Citigroup’s stock lagged its bank rivals in 2021, but Firm of America analyst Ebrahim Poonawala believes the bank’s initiatives to reorganise and streamline the bank’s worldwide operations, including an exit strategy for Mexico, are on the right track. Citigroup shares are currently trading at a discount to tangible book value. C stock, which ended at $63.22 on April 23, has a “buy” rating and a $100 price objective from Bank of America.

  • Bank of America Corp. (BAC)

Bank of America’s stock rose about 47% in 2021, but that trend hasn’t carried over into 2022. Given its high net interest income to total net revenue ratio compared to rivals, CFRA Research analyst Kenneth Leon believes Bank of America is particularly well positioned for the rising interest rate cycle.
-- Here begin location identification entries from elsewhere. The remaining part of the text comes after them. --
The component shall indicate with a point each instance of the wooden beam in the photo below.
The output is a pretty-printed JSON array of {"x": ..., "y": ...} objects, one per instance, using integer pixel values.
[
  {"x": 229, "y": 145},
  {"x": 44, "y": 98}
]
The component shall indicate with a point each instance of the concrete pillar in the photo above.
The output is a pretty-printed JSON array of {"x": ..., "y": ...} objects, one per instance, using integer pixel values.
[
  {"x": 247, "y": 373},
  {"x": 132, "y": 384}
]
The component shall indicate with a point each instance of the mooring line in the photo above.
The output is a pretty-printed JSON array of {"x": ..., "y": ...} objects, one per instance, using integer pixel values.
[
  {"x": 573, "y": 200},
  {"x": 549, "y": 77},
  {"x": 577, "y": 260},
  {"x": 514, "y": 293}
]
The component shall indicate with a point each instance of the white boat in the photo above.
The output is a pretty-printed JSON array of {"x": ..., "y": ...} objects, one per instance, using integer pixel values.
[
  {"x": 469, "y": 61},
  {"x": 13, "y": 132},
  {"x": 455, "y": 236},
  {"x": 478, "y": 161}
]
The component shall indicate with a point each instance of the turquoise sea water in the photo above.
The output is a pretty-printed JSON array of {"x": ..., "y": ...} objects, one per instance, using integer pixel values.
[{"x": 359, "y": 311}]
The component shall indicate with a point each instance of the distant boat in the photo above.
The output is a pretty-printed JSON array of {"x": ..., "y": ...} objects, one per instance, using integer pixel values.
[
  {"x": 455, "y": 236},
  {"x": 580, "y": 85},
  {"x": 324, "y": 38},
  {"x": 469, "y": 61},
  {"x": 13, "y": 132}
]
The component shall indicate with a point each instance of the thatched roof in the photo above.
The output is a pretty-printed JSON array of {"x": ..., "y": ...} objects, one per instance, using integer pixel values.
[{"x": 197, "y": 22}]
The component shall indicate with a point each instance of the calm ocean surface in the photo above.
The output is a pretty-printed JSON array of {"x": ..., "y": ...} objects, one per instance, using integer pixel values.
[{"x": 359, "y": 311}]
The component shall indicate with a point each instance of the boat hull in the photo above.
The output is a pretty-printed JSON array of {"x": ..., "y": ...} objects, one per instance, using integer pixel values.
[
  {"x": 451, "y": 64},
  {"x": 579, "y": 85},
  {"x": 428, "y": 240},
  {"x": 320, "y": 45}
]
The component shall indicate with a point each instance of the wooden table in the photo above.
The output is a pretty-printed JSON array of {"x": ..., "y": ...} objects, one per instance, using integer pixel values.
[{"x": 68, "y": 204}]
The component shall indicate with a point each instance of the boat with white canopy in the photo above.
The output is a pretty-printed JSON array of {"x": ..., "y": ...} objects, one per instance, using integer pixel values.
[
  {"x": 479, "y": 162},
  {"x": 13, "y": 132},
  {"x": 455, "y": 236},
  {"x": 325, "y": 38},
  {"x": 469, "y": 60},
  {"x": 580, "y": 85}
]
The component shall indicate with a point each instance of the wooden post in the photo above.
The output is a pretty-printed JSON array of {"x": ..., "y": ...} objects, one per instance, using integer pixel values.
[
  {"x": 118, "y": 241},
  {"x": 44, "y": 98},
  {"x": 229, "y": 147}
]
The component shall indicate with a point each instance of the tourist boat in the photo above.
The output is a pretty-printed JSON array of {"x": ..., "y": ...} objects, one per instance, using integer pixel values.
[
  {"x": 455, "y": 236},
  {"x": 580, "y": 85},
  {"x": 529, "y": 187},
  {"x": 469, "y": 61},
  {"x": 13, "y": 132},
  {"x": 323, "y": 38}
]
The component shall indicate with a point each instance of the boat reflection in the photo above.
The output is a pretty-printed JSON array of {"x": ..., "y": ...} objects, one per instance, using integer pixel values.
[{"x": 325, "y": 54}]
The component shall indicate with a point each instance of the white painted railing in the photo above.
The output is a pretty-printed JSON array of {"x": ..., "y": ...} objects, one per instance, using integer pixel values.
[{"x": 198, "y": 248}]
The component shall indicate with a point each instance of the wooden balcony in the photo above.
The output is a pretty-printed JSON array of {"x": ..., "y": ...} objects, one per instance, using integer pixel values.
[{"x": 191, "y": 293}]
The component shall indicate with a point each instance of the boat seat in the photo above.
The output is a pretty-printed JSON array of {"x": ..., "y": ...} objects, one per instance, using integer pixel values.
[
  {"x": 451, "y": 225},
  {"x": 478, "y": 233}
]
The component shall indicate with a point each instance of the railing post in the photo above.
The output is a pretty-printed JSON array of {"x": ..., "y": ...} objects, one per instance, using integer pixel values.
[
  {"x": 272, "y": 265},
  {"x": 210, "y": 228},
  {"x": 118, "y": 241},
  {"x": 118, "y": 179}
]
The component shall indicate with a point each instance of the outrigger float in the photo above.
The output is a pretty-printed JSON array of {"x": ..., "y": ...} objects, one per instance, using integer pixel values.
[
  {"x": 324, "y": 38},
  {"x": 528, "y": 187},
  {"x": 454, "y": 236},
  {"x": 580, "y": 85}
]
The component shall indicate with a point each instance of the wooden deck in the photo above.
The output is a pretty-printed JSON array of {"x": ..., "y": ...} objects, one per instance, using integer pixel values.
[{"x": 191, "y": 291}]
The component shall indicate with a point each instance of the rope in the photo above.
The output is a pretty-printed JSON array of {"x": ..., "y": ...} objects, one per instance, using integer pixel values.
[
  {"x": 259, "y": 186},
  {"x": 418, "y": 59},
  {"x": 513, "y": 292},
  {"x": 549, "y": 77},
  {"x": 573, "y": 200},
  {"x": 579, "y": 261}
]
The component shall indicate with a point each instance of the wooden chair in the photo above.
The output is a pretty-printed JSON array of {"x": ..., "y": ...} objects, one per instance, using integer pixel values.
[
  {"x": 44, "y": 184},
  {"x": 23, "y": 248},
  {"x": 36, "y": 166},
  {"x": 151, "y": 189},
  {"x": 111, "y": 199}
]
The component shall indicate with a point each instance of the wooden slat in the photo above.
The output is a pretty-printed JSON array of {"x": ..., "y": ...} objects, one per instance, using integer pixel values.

Loan volume and loan balances in the bank’s consumer and commercial/industrial businesses are expected to climb into 2022, according to Leon. As the interest margin widens, he predicts a 5% increase in revenue in 2022 and a 7% increase in 2023. BAC stock, which ended at $44.78 on April 23, has a “buy” rating and a $53 price target from CFRA.

Conclusion:

BRK.B, BAC, HSBC, ticker: C, and UBS are good buys at their present levels for any investor looking for more exposure to the banking industry and a potential inflationary hedge, thanks to their dominant market share and positions. The five stock recommendations have strong value, growth, and profitability ratings, and they provide product diversity to protect against income decreases induced by Fed tightening while also providing other income sources.

Disclaimer: Our content is intended to be used for informational purposes only. It is very important to do your own research before making any investment based on your own personal circumstances. You should take independent financial advice from a professional in connection with, or independently research and verify, any information that you find in this article and wish to rely upon, whether for the purpose of making an investment decision or otherwise.